Maybe there’s a techno solution. Maybe Siri and Alexa will solve some of the problem. You can order them about. And they probably won’t mind having low status.
“Anti-Wokeness” is, of course, a response to “Wokeness”. To the extent that Wokeness is considered over-the-top, the Anti-Wokeness response could be no less. It’s interesting that a defense of Capitalism is it’s demonstrated outcomes, while Wokeness (and the conflated DEI) is concerned with equal outcomes, which have to be defined using the same measures as Capitalism, despite the rejection of such measures as values of Wokeness.
The "inequality" topic is always interesting to me.
Shouldn't how you are doing in absolute terms be what matters? And what someone else has, or how you are doing relative to someone else, be really irrelevant?
In theory, of course. But human nature, perhaps inevitably, involves covetousness and greed. However, is there any other basis to the concern over "inequality"? Assuming those things are sinful, is there any morally legitimate basis to the issue?
Imagine a child who has a toy, but he thinks that some other toy another kid has is better than his own. Rather that tolerate such a situation, the child would sooner have both of the toys broken. Is this not the equivalent of the marxists and the "inequality" folks?
Imagine a young guy with a car, and another young guy with a better car. Who’s got the better chance of a date with the hot girl ?
Positional goods are a thing because people value position, or status.
The lust for status though often unconscious is certainly not irrational. Try to find a species of social animal in which status is not important. For obvious reasons.
"Imagine a young guy with a car, and another young guy with a better car. Who’s got the better chance of a date with the hot girl ?"
Not enough information. How tall are these guys?
Before or after the richer one puts on his snazzy platform boots, and gets himself a $300 Magnus Carlsen "extra three inches on top" haircut ?
Incidentally tall is not merely genetic it's also nutrition. Not that relevant in the modern US of A, but until pretty recently, and still in some other places, tall is related to material well-being. Tall is a positional good - though only somewhat purchaseable.
Not disagreeing with your thesis, but I'd rather be the guy with the junker. It serves to screen out airheads I'd rather not spend time getting to know.

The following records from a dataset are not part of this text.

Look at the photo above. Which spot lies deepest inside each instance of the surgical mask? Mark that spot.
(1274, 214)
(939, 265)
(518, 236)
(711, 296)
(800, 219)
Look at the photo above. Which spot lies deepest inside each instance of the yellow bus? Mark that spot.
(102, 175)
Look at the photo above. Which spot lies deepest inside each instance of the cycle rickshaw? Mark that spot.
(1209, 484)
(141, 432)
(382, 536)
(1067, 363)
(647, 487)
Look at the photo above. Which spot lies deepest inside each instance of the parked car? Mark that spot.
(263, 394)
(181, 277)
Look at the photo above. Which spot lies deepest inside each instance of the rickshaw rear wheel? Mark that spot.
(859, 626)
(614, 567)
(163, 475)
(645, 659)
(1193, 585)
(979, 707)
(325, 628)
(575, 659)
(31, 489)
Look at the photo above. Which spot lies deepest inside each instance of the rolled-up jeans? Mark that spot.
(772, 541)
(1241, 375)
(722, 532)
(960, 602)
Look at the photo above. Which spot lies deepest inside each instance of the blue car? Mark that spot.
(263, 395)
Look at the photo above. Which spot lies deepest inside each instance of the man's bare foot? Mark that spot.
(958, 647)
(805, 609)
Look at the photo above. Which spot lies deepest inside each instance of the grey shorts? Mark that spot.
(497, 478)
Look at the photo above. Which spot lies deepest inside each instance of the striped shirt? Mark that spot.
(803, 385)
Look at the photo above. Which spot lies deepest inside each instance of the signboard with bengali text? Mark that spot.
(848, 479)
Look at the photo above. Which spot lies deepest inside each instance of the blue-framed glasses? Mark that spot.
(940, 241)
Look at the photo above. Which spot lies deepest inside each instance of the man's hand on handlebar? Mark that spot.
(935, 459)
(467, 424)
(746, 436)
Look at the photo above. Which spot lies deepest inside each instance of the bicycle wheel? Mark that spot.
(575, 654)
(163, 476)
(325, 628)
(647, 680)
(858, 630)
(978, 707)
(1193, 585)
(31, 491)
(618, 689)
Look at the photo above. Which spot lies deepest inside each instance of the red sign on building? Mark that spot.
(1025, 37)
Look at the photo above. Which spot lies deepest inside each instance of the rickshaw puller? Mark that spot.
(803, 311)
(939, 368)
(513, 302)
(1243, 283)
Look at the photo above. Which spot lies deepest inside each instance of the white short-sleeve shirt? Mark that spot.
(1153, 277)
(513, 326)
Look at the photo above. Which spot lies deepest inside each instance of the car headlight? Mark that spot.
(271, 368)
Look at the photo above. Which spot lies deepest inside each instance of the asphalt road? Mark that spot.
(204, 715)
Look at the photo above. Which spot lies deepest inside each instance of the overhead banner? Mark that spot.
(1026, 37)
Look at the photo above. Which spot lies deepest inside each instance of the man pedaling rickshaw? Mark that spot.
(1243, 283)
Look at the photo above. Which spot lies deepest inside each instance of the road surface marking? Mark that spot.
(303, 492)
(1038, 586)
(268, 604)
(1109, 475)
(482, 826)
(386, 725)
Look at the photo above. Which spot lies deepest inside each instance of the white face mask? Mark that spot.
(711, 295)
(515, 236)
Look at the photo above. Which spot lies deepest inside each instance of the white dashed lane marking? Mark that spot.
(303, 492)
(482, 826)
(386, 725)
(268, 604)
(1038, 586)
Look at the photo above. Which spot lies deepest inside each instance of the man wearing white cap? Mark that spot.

Phew ! For a minute there I thought you were going for a big Prussian guy with a giant moustache.
But yeah, humans are an unusual species - it's not just the gals who can be picky.

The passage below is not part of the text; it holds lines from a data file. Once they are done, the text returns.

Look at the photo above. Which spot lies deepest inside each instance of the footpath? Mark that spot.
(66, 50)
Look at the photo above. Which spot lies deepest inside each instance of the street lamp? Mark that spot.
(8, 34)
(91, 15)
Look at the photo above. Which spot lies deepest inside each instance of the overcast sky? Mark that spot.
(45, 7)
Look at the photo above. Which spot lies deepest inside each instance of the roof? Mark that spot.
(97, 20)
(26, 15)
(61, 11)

Inequality is of course inevitable in any economic system, not capitalism alone. The concern people must have is the question of are there limits to the acceptance of inequality? The most stable societies have the majority of their population in the middleclass and have a diamond distribution. That is a small percentage of richest, a small percentage of the poorest, and a large percentage in the middle class. Ideally people should work to make themselves wealthy, but having achieved this they should stop and pursue other interests.